Social Studies The Social Studies Contest consists of 45 objective questions and an essay. Students are expected to master primary reading selections, as well as specific documents, and to be familiar with general-knowledge social studies concepts and terms. Each year, the contest focuses on a different topic area and a reading list that is provided by UIL.
Spelling

Each year, the UIL Spelling and Vocabulary Contest is based on a different vocabulary list provided by UIL and consists of a three-part test:

  • Part I:  A fifteen minute section of 30 multiple choice questions focused on vocabulary and proofreading, and
  • Part II & III:  The written spelling of 70 words pronounced aloud to contestants.

The spelling contest is designed to give students in grades 3, 4, 5, 6, 7 and 8 exposure to a wide variety of vocabulary words.

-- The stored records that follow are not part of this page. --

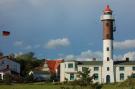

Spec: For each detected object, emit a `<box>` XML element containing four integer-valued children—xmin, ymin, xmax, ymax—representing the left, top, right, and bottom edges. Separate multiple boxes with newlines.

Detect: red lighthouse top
<box><xmin>104</xmin><ymin>5</ymin><xmax>112</xmax><ymax>13</ymax></box>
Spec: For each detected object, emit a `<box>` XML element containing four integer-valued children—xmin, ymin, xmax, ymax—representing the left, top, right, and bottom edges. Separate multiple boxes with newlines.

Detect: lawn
<box><xmin>0</xmin><ymin>83</ymin><xmax>134</xmax><ymax>89</ymax></box>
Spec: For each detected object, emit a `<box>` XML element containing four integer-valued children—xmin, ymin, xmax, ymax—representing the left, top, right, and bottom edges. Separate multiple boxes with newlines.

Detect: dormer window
<box><xmin>68</xmin><ymin>63</ymin><xmax>73</xmax><ymax>68</ymax></box>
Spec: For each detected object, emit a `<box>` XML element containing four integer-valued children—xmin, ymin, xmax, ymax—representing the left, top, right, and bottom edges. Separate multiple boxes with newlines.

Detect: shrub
<box><xmin>3</xmin><ymin>74</ymin><xmax>12</xmax><ymax>84</ymax></box>
<box><xmin>119</xmin><ymin>77</ymin><xmax>135</xmax><ymax>87</ymax></box>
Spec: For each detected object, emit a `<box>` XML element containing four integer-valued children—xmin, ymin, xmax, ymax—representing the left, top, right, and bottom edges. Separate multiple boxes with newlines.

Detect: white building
<box><xmin>60</xmin><ymin>60</ymin><xmax>135</xmax><ymax>83</ymax></box>
<box><xmin>0</xmin><ymin>56</ymin><xmax>20</xmax><ymax>80</ymax></box>
<box><xmin>60</xmin><ymin>5</ymin><xmax>135</xmax><ymax>83</ymax></box>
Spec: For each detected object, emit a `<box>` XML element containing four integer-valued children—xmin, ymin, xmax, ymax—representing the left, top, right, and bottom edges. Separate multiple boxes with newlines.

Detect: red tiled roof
<box><xmin>47</xmin><ymin>60</ymin><xmax>63</xmax><ymax>73</ymax></box>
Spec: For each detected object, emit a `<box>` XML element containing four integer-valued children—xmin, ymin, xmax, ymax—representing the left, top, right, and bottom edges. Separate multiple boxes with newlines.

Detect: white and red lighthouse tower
<box><xmin>101</xmin><ymin>5</ymin><xmax>115</xmax><ymax>83</ymax></box>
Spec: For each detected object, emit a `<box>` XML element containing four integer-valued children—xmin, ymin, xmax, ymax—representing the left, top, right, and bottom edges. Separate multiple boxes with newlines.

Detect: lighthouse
<box><xmin>101</xmin><ymin>5</ymin><xmax>115</xmax><ymax>83</ymax></box>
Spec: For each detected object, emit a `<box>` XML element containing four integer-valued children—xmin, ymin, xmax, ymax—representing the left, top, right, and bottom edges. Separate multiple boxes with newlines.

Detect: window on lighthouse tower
<box><xmin>106</xmin><ymin>34</ymin><xmax>109</xmax><ymax>38</ymax></box>
<box><xmin>107</xmin><ymin>57</ymin><xmax>109</xmax><ymax>61</ymax></box>
<box><xmin>107</xmin><ymin>47</ymin><xmax>109</xmax><ymax>51</ymax></box>
<box><xmin>106</xmin><ymin>22</ymin><xmax>110</xmax><ymax>27</ymax></box>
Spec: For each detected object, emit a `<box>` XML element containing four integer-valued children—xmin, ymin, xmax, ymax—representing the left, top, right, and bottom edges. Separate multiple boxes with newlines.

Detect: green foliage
<box><xmin>3</xmin><ymin>74</ymin><xmax>12</xmax><ymax>84</ymax></box>
<box><xmin>119</xmin><ymin>77</ymin><xmax>135</xmax><ymax>87</ymax></box>
<box><xmin>15</xmin><ymin>52</ymin><xmax>42</xmax><ymax>77</ymax></box>
<box><xmin>77</xmin><ymin>67</ymin><xmax>93</xmax><ymax>86</ymax></box>
<box><xmin>16</xmin><ymin>52</ymin><xmax>34</xmax><ymax>61</ymax></box>
<box><xmin>25</xmin><ymin>74</ymin><xmax>35</xmax><ymax>83</ymax></box>
<box><xmin>0</xmin><ymin>83</ymin><xmax>134</xmax><ymax>89</ymax></box>
<box><xmin>91</xmin><ymin>82</ymin><xmax>102</xmax><ymax>89</ymax></box>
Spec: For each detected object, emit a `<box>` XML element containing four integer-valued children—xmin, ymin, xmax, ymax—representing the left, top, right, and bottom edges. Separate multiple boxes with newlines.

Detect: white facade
<box><xmin>114</xmin><ymin>65</ymin><xmax>135</xmax><ymax>82</ymax></box>
<box><xmin>60</xmin><ymin>60</ymin><xmax>135</xmax><ymax>83</ymax></box>
<box><xmin>60</xmin><ymin>61</ymin><xmax>77</xmax><ymax>82</ymax></box>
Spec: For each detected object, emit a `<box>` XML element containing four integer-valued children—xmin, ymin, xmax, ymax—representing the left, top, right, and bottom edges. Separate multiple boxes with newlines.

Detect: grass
<box><xmin>0</xmin><ymin>83</ymin><xmax>134</xmax><ymax>89</ymax></box>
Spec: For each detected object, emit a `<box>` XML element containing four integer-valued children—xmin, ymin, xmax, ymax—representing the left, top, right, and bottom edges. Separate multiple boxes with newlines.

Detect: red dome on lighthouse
<box><xmin>104</xmin><ymin>5</ymin><xmax>112</xmax><ymax>13</ymax></box>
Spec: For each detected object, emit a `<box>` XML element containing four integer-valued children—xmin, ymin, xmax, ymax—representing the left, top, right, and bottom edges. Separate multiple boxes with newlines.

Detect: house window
<box><xmin>68</xmin><ymin>63</ymin><xmax>73</xmax><ymax>68</ymax></box>
<box><xmin>107</xmin><ymin>47</ymin><xmax>109</xmax><ymax>51</ymax></box>
<box><xmin>107</xmin><ymin>57</ymin><xmax>109</xmax><ymax>61</ymax></box>
<box><xmin>107</xmin><ymin>67</ymin><xmax>109</xmax><ymax>71</ymax></box>
<box><xmin>65</xmin><ymin>64</ymin><xmax>66</xmax><ymax>68</ymax></box>
<box><xmin>132</xmin><ymin>67</ymin><xmax>135</xmax><ymax>71</ymax></box>
<box><xmin>119</xmin><ymin>67</ymin><xmax>124</xmax><ymax>71</ymax></box>
<box><xmin>94</xmin><ymin>67</ymin><xmax>99</xmax><ymax>71</ymax></box>
<box><xmin>82</xmin><ymin>67</ymin><xmax>88</xmax><ymax>72</ymax></box>
<box><xmin>120</xmin><ymin>73</ymin><xmax>124</xmax><ymax>80</ymax></box>
<box><xmin>70</xmin><ymin>73</ymin><xmax>74</xmax><ymax>80</ymax></box>
<box><xmin>132</xmin><ymin>73</ymin><xmax>135</xmax><ymax>78</ymax></box>
<box><xmin>93</xmin><ymin>73</ymin><xmax>98</xmax><ymax>80</ymax></box>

It is not a contest of memorization. For the most educational value, preparation for this contest should include instruction in the rules of the English language, meanings and definitions, and root words. In addition to learning to spell proficiently, contestants will learn to write clearly and to capitalize words properly.

Students will write down words given by the pronouncer on their paper at a rate of approximately five words per minute.
(A) Grades 3 and 4: 50 words; tiebreaker, 15 words.
(B) Grades 5 and 6: 80 words; tiebreaker, 20 words.
(C) Grades 7 and 8: 110 words; tiebreaker, 30 words.
The tiebreaker is given to all contestants immediately following the initial test.

Tests will be fully compatible with the Merriam Webster's Intermediate Dictionary 2004 and subsequent editions.